En aquellos días reinaba el optimismo entre los estudiantes y sus partidarios, lo cual equivalía a decir prácticamente todos los ciudadanos corrientes de Pekín. Al principio, muchos de sus habitantes, trabajadores y funcionarios recelaban del Movimiento Estudiantil. Aunque muchos cientos de miles de personas observaron y vitorearon la primera manifestación de estudiantes del 27 de abril, la mayoría de ellas no se sumó a la marcha. La mayor parte de los movimientos estudiantiles de la historia de China han estado mal organizados, sacudidos por las fricciones entre las distintas facciones y por ello, a la larga, han fracasado. Cuando los estudiantes comenzaron la huelga de hambre el 13 de mayo, no sólo demostraron al pueblo chino su determinación y valentía, sino también su capacidad para organizarse en un frente unido: la Asociación Autónoma de Estudiantes. El apoyo hacia ellos se incrementó con rapidez en la ciudad. Pronto, muchos trabajadores de fábricas, propietarios de pequeños negocios, empleados del gobierno e intelectuales se echaron también a la calle.

El 17 de mayo, el apoyo hacia los manifestantes en huelga de hambre había alcanzado un nuevo nivel, hasta el punto de que más de un millón de personas, incluidos estudiantes, intelectuales, tenderos y obreros, marchó hacia Tiananmen en un despliegue de unidad. Lo vi de manera fugaz cuando pasé por delante de la plaza de camino a la oficina de pasaportes.

Cuando Hanna, Jerry y yo llegamos a menos de ochocientos metros de la plaza, prácticamente todo el tráfico se había detenido. Grupos de personas que iban por ahí con banderas y pancartas, gente que empujaba bicicletas, camiones que transportaban a monitores estudiantiles y vehículos de abastecimiento que llevaban mantas estaban todos atrapados en el atasco. Al principio, los camioneros hicieron sonar las bocinas en un intento de avanzar, mientras los líderes estudiantiles gritaban desde lo alto del vehículo para que la gente abriera paso. Pero los grupos que marchaban en formación no se movieron para dejarlos pasar. Estaba claro que tenían preferencia y avanzaban a su ritmo, dando fuertes gritos ellos también. Los ciclistas tocaban el timbre y luego se bajaban de la bicicleta y seguían a pie. Había barreras de gente por todas partes. Para cuando llegamos a la esquina sudoeste de la plaza, la masa humana ya tenía un frente de diez personas.

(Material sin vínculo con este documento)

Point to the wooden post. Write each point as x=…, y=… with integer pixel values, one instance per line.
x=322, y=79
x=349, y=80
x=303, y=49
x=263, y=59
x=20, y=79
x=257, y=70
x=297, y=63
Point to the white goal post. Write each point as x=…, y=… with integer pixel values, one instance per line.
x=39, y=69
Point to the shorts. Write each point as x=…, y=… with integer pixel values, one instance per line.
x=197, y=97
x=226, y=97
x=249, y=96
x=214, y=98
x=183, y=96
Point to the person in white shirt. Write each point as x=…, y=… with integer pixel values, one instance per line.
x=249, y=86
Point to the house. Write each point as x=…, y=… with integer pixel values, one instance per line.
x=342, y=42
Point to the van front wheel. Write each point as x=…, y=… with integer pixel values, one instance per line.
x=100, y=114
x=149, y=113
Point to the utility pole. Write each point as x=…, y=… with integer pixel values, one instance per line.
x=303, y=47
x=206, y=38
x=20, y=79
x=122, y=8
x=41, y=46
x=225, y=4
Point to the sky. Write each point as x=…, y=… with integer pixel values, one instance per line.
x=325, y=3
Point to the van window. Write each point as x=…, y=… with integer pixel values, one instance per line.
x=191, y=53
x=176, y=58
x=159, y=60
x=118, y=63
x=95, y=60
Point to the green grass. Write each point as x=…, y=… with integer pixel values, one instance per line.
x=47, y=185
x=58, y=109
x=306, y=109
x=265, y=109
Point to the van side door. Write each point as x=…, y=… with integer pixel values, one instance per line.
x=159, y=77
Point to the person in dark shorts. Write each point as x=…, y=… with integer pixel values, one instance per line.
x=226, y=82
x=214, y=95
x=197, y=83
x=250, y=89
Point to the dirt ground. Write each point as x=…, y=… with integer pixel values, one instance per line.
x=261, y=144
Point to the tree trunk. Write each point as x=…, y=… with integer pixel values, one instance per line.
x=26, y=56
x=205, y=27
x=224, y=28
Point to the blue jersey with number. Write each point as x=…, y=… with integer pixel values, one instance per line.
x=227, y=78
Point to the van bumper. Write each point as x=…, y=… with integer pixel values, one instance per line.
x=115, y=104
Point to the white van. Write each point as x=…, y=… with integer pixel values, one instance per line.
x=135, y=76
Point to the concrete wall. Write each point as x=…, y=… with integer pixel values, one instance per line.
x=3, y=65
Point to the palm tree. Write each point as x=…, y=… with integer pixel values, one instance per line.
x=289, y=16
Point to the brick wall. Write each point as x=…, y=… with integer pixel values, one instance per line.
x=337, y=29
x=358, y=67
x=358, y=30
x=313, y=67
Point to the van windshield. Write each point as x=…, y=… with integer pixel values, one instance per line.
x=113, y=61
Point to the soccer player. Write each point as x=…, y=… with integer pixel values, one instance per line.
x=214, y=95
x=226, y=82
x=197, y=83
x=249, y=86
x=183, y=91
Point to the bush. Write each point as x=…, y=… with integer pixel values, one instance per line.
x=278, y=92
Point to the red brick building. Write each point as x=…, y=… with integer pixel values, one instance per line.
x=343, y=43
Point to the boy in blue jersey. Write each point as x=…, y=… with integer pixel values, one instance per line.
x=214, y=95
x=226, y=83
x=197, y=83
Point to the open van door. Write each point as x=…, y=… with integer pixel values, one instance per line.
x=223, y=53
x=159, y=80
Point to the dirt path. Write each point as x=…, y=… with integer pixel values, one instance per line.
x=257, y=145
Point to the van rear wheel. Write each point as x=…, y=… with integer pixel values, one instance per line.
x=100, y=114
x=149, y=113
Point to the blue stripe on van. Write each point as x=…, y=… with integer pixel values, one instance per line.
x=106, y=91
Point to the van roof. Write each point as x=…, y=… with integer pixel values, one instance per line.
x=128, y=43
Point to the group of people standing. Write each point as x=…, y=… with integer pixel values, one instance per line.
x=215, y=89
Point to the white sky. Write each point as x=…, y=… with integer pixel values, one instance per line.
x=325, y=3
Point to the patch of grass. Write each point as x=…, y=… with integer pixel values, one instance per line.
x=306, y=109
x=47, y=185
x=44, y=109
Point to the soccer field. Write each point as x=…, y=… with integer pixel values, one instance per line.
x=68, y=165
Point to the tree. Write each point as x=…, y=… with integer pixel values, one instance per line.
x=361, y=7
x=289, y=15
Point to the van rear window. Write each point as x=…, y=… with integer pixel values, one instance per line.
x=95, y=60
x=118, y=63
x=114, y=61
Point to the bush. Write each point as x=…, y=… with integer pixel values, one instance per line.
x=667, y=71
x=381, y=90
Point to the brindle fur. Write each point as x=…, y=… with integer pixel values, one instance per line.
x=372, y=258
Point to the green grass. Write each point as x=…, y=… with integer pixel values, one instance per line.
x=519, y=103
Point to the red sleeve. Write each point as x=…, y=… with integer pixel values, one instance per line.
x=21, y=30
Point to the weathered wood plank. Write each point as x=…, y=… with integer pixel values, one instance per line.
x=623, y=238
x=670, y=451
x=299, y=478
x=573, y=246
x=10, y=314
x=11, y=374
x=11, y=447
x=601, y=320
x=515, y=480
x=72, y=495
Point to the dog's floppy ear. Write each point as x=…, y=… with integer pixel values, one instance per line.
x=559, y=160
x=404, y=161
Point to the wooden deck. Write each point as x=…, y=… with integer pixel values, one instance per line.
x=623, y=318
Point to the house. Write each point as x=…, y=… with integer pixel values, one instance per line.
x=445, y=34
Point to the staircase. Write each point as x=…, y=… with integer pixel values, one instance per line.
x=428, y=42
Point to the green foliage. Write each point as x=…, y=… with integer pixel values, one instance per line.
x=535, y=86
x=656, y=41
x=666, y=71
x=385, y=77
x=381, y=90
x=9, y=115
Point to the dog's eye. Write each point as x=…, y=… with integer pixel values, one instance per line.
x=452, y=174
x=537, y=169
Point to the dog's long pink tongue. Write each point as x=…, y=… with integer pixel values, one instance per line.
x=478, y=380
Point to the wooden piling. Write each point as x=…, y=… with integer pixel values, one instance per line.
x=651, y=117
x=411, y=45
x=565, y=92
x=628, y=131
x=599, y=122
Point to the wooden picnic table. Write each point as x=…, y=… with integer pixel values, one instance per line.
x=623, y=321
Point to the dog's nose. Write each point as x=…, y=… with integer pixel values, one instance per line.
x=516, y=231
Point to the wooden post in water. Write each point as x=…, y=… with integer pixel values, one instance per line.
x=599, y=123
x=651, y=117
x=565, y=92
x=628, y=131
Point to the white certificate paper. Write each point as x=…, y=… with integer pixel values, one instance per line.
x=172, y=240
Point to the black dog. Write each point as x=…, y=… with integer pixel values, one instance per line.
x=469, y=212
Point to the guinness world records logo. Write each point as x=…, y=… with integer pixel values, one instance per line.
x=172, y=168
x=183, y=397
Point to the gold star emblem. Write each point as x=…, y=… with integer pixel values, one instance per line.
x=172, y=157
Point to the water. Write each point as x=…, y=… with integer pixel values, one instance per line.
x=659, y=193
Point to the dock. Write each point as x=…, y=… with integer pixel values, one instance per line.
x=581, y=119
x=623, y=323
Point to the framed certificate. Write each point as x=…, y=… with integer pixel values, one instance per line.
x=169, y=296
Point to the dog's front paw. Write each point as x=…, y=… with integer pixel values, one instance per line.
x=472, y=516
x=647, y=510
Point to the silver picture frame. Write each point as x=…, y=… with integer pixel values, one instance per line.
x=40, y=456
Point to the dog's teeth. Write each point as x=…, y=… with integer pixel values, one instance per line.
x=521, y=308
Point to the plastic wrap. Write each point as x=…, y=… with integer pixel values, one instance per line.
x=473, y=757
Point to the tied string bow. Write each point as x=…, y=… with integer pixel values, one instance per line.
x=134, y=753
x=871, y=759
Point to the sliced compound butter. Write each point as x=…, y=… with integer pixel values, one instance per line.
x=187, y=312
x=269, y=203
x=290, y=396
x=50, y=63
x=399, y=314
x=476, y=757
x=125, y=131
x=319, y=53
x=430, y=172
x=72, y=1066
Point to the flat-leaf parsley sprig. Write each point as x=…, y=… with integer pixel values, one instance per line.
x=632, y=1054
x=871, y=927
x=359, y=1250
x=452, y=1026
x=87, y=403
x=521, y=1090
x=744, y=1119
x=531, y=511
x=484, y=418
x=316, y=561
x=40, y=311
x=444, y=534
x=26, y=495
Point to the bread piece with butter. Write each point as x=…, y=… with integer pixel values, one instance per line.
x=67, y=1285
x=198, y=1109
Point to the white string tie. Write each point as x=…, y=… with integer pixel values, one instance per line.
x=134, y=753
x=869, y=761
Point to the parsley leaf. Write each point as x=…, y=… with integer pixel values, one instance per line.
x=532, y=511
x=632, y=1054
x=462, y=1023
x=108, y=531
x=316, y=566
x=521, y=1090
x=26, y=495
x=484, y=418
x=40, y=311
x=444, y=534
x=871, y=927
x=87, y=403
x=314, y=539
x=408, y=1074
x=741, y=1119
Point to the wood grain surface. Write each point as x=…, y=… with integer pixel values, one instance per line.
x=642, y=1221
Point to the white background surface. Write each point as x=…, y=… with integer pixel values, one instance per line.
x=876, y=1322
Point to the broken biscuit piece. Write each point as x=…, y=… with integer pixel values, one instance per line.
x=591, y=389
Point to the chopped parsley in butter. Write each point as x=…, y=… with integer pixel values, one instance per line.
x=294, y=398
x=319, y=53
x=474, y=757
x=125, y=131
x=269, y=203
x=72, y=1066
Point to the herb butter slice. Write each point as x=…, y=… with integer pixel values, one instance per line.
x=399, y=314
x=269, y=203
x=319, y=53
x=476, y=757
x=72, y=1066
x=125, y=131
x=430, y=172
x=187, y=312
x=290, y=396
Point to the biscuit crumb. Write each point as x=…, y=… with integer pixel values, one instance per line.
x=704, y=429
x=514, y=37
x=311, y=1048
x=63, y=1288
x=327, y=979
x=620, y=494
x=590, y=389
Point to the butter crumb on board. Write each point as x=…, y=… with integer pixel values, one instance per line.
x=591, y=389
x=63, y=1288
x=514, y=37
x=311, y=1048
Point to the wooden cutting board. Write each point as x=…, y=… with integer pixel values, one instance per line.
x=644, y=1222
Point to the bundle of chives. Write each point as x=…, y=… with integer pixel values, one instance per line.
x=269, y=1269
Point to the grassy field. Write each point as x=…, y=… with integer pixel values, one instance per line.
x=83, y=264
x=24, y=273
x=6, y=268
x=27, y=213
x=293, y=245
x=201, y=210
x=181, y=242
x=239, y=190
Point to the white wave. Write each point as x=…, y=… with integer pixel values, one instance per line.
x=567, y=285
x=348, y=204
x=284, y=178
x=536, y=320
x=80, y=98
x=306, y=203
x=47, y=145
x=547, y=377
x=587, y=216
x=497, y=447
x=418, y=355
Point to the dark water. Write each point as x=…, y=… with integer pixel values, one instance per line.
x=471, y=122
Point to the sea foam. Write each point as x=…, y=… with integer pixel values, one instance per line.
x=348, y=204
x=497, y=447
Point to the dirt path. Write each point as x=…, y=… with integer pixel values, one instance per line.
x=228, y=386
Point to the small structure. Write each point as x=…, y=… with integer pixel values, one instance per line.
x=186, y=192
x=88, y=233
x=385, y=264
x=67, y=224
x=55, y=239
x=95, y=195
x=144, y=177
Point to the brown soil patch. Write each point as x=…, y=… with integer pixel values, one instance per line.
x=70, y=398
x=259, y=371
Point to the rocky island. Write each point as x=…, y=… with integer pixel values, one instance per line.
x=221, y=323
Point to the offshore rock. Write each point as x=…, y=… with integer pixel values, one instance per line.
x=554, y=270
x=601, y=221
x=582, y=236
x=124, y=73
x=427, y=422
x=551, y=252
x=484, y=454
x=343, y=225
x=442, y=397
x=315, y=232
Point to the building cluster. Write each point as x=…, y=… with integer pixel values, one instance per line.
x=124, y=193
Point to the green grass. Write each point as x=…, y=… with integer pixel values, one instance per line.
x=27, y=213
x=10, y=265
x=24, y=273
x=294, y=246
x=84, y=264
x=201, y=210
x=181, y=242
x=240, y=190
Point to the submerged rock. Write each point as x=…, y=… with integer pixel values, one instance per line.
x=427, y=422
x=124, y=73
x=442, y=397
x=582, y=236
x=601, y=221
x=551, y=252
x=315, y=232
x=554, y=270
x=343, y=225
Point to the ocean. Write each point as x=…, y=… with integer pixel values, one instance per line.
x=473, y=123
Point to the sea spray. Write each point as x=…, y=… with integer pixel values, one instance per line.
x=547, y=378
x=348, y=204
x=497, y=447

– ¡Dios mío! ¿Cuánta gente hay aquí hoy? -exclamó Jerry, dos cabezas más alto que todos los demás, mirando hacia la plaza.

– ¿Más que ayer? -preguntó Hanna.

– Sin duda. La carretera de circunvalación y la plaza están hasta los topes. Diría que al menos hay el doble de gente que ayer.

Los periódicos calculaban que el día anterior se habían congregado cincuenta mil personas en la plaza.

En lugar de dejarse llevar por la lenta circulación de la carretera de circunvalación, Hanna y Jerry decidieron tratar de dirigirse hacia la Gran Sala del Pueblo. Jerry quería trepar por la verja de acero que rodeaba la Sala y obtener fotos para su futuro libro. Me despedí de ellos y me quedé observándolos mientras intentaban desesperadamente atajar por en medio de las columnas de manifestantes y a través de las barreras de espectadores. Luego inicié mi lento viaje hacia el este y, por tanto, hacia la oficina de pasaportes. Momentos después, cuando me volví para ver si los veía, la multitud ya los había engullido: habían desaparecido sin dejar rastro.

Desde el interior de las barreras de espectadores que avanzaban con lentitud, vi que habían acudido a apoyar a los estudiantes personas de todas las profesiones y condiciones sociales. Pasó una columna de alumnos de la escuela primaria, guiados por sus maestros. Las bufandas rojas que llevaban alrededor del cuello eran particularmente llamativas. Pero mi atención se desvió hacia una gran pancarta situada entre un grupo de obreros que agitaban los carnés de afiliados y en la cual se leía: «¡Deng Xiaoping, dimite!». Entendí que era la respuesta a una reunión televisada entre el secretario general del Partido, Zhao Ziyang, y el presidente Gorbachov que había tenido lugar el día anterior. En dicha reunión, Zhao le dijo a Gorbachov que, si bien Deng Xiaoping se había retirado oficialmente, continuaba siendo la persona que tomaba todas decisiones importantes. Todos los chinos que veían la transmisión interpretaron que, en realidad, Zhao aprovechaba la oportunidad para exponer a la nación la verdad sobre Deng. No supuso ninguna sorpresa que mucha de la ira fuera entonces dirigida a Deng Xiaoping, quien en última instancia tomaba las decisiones en China. Pero aquella pancarta pidiendo sin rodeos la renuncia de Deng me asustó. Recuerdo muy bien que fue en aquel momento cuando sentí un miedo terrible a que todo aquello acabara mal. La batalla se había convertido en algo personal por ambas partes.

En la oficina de pasaportes, la atmósfera de promesa, de esperanza, parecía estar en pleno apogeo. Reinaba un jovial ajetreo en el lugar, a pesar de las largas colas y la confusión en cuanto a dónde tenía uno que acudir para que le facilitasen un impreso, para que le respondieran a una pregunta o simplemente para entregar una solicitud ya rellenada. El ruido del interior se intensificó aún más debido al hecho de que todo el mundo daba consejos a todo el mundo, consejos que con frecuencia resultaban inútiles, cuando no erróneos.

– ¿Sabes si estas fotos valen para un pasaporte? -me preguntó alguien detrás de mí.